AI Growth Zones are dedicated geographic areas designed to accelerate AI-related infrastructure deployment
In sum – what to know:
5,000 jobs and £30B potential – North East England’s new AI Growth Zone aims to generate thousands of roles and attract large-scale private investment.
Data center hub for Europe – Sites at Blyth and Cobalt Park will anchor one of the continent’s biggest clusters of AI infrastructure.
Stargate UK launches with OpenAI, Nvidia, Nscale – The partnership will deploy sovereign AI compute, starting with 8,000 GPUs and expanding to 31,000.
The U.K. government has designated North East England as an AI Growth Zone, a move expected to create more than 5,000 jobs and attract up to £30 billion in private investment, according to a release by the U.K. government.

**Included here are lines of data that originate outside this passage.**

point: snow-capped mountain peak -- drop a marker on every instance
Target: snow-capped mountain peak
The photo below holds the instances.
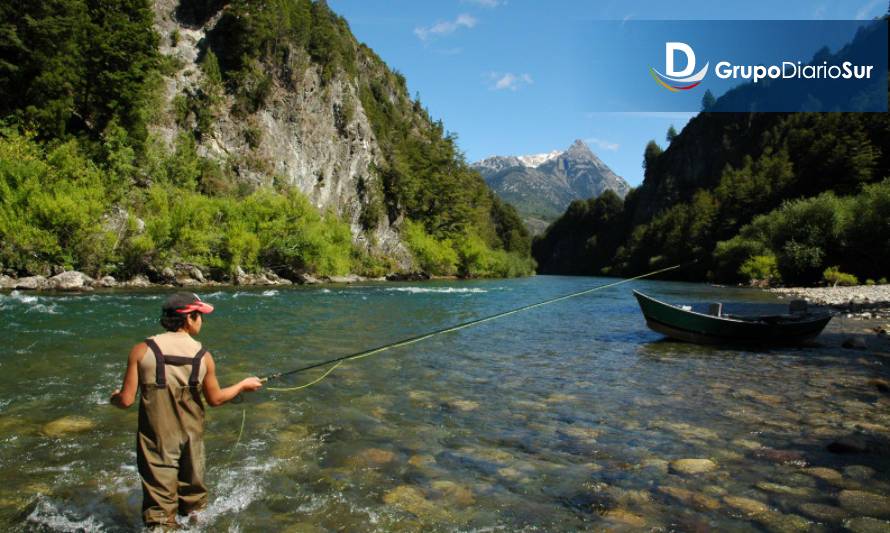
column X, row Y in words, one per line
column 536, row 160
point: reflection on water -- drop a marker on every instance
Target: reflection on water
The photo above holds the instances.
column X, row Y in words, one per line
column 571, row 416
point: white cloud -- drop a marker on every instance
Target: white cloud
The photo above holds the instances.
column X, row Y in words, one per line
column 679, row 115
column 445, row 27
column 509, row 81
column 485, row 3
column 603, row 144
column 867, row 9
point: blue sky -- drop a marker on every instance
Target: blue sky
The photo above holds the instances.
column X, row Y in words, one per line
column 497, row 72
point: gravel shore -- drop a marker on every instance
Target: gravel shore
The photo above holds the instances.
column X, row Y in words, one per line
column 861, row 301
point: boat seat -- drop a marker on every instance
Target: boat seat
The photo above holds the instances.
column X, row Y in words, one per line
column 797, row 306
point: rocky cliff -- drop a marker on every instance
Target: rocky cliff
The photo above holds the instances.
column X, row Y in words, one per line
column 299, row 133
column 542, row 186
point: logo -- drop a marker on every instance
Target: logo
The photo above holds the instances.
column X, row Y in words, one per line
column 683, row 80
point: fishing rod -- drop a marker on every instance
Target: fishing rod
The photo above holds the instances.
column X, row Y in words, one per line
column 366, row 353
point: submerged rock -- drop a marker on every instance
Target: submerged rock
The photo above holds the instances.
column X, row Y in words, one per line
column 746, row 505
column 625, row 517
column 373, row 457
column 32, row 283
column 865, row 503
column 455, row 493
column 823, row 513
column 70, row 281
column 776, row 488
column 826, row 474
column 693, row 466
column 413, row 500
column 864, row 524
column 691, row 498
column 783, row 523
column 67, row 425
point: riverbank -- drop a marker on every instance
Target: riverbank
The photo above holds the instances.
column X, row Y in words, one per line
column 861, row 301
column 187, row 276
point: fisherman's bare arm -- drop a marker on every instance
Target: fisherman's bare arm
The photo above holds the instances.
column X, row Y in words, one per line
column 126, row 395
column 216, row 396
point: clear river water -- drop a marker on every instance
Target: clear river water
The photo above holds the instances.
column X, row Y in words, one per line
column 572, row 416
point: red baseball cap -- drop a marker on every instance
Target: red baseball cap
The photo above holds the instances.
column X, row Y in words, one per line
column 185, row 302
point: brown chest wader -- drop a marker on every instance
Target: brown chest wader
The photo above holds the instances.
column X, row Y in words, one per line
column 170, row 441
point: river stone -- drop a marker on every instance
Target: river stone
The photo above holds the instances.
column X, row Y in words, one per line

AI Growth Zones are dedicated geographic areas designed to accelerate AI-related infrastructure deployment.
The initiative aims to establish one of Europe’s largest data center hubs, with key sites in Blyth and Cobalt Park near Newcastle. The main goal of this AI Growth Zone is to strengthen the country’s AI capacity, drive innovation in public services, and open new career paths in healthcare, clean energy, manufacturing, and finance.
This new AI Growth Zone will put newly trained AI experts from local universities including Newcastle University, Durham University, Sunderland University and Northumbria University, within touching distance of the U.K.’s newest emerging tech hub, the government said.
The U.K. government also highlighted that major international players are backing the project. Blackstone has already committed £10 billion ($13.6 billion) into the Blyth site – with the new designation of an AI Growth Zone providing the potential for an additional £20 billion in investment from future partners.
Meanwhile, the government also said that OpenAI, Nvidia, and British firm Nscale will launch Stargate UK, an AI infrastructure platform supporting sovereign deployment of OpenAI technologies. The first phase will deploy up to 8,000 GPUs early next year, scaling later to 31,000.
Stargate UK is expected be based across a number of sites in the U.K., including in Cobalt Park, which will form part of the newly designated AI Growth Zone in the North East.
The initiative follows a new U.K.–U.S. technology agreement, signed this week by U.K. Prime Minister Keir Starmer and U.S. President Donald Trump, covering AI, quantum, and nuclear technologies to drive growth and jobs across both nations.
In July, the U.K. government had unveiled an ambitious plan to expand national compute infrastructure, setting a target of reaching at least 6 gigawatts (GW) of AI-capable data center capacity by 2030.
This target marks a threefold increase over the U.K.’s current estimated capacity and signals a significant shift toward supporting large-scale AI applications with specialized infrastructure.